Omwille van het onderzoek dat Thera voor haar nieuwe boek Sophie in Weimar moest doen, waren wij - niet tot ons verdriet - vaak in Weimar. Zo ook in 2008, toen deze foto bij een buste van Poesjkin is gemaakt. Het beeld staat naast de Grozherzogin Anna Amalia Bibliothek, die in september 2004 door brand werd verwoest. Dankzij vele giften is de beroemde rococozaal met veel boeken uit Goethes tijd direct gerestaureerd en kon in 2007 al heropend worden. Poesjkin (1799-1837) spreekt mij aan door zijn turbulente leven dat, evenals dat van Slauerhoff maar kort duurde en dat door een pistoolschot eindigde. Was Slauerhoff een vrijwillige banneling die niet in Nederland wilde wonen, Poesjkin werd meermalen tot verbanning veroordeeld wegens hofmakerij en beledigingen van hooggeplaatsten. Het beeld werd er tijdens de DDR tijd geplaatst als een hulde de Russische schrijver, die Goethe vereerde. Voor de Nederlandse geschiedenis zij aangetekend dat Poesjkin, die altijd om geld verlegen zat, op verzoek van de tsarina een gedicht schreef bij het huwelijk van kroonprins Willem (II) en haar dochter Anna Pavlovna. In dat gedicht wordt uitbundig de lof gezongen over de heldhaftige kroonprins die tijdens de Slag bij Waterloo een schotwond in zijn arm opliep.

AUGUST VERMEYLEN

AugustVermey

We kunnen het ons niet meervoorstellen, maar aan het begin van de vorige eeuw moesten Vlaamse schrijvers en geleerden nog vechten voor de erkenning van hun taal in België. Een van de grootste voorvechters van de Nederlandse taal was August Vermeylen (1872-1945) die met succes de Gentse universiteit van een Franse in een Nederlandse hogeschool deed veranderen. Hij was ook een van de belangrijkste oprichters van vernieuwende Nederlandse tijdschriften, zoals Jong Vlaanderen, Ons Tooneel, Van Nu en Straks en Vlaanderen.
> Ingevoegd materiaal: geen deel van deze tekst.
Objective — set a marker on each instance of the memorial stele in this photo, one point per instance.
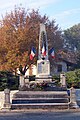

Tijdens mijn studie Nederlands las ik van hem het boek De wandelende Jood dat voor het eerst in 1906 bij de Nederlandse uitgever C.A.J. van Dishoeck te Bussum verscheen. Niet verwonderlijk, want veel Vlaamse uitgevers waren er toen niet. De hoofdpersoon is Ahasverus, die op zoek is naar innerlijke rust. Rust vind je in elk geval altijd in het park Middelheim even buiten Antwerpen, met die voorbeeldige beeldentuin, waar ook Vermeylen een plek werd toebedeeld. (Najaar 2011).

GUIDO GEZELLE

Gezelle2

In de nazomer van 2012 bezochten we voor misschien wel de twintigste keer Brugge. Nooit eerder maakten we een foto bij het beeld van de in 1830 geboren en in november 1899 gestorven priester-dichter Guido Gezelle. Dat is verwonderlijk, omdat ik als zestienjarige al zijn dichtwerken kocht (voor dertien gulden en vijftig cent), in precies negenhonderd en vijftig bladzijden tellende, gebonden dundrukeditie die bezorgd was door professor Fr. Bauer. Hoewel protestants opgevoed liep en loop ik warm voor de lichtvoetige verzen van Gezelle met hun Vlaamse, religieuze en Angelsaksische toetsen en voor de wijsheden, zoals deze die als Gezelle’s testament beschouwd kan worden, omdat die geschreven werd in zijn sterfjaar:

In handel en wandel
in zeggen en doen
zijt recht voor de vuist en
gaat recht in uw schoen.

Mijn soms overdreven en hinderlijk gevoel voor rechtvaardigheid is in deze regels samengevat.

HARRY MULISCH

wimmulis

Op de avond van het Boekenbal 2013 ontmoette ik in het trappenhuis van hotel American de schrijver Harry Mulisch, en Thera maakte de foto. Decennia lang was hij, eerst mét, en later zonder pijp het statige boegbeeld van het bal van de schrijvers. Waar anderen uit onverschilligheid of hooghartigheid wegbleven, begreep hij dat een bekende auteur de aandacht voor het boek op geen betere plaats kon vestigen. Dat hij, met name in grand café Americain nog een andere faam had, namelijk van die van veroveraar van damesharten, deed niet terzake. Als ik de biografie van Mulisch zou gaan schrijven, dan zou het werk centraler staan dan het leven. Immers, in mijn puberjaren werd ik verleid door boeken als De versierde mens, Archibald Strohalm en Het zwarte licht. De 'mens achter de schrijver', zoals dat zo slecht heet, interesseerde me niet en interesseert me nog niet zodanig, dat ik een evenwichtige biografie had kunnen schrijven. Maar een onverwachte ontmoeting vroeger op zijn kamer of in Frankfurt, of nu in Amsterdam, ga ik niet uit de weg. Het beeld is gemaakt door Menno Veenendaal.

VERLAINE

Verlaine

In de herfst van 2014 kijkt Paul Verlaine in het Parc du Luxembourg op mij neer. Ik hoor hem zijn Chanson d'automne lezen met de melancholische regels:

Je me souviens
Des jours anciens
Et je pleure;
Et je m'en vais
Au vent mauvais
Qui m'emporte
Deçà, delà,
Pareil à la
Feuille morte

En ik denk aan mijn avontuur met Slauerhoff toen ik zijn biografie schreef.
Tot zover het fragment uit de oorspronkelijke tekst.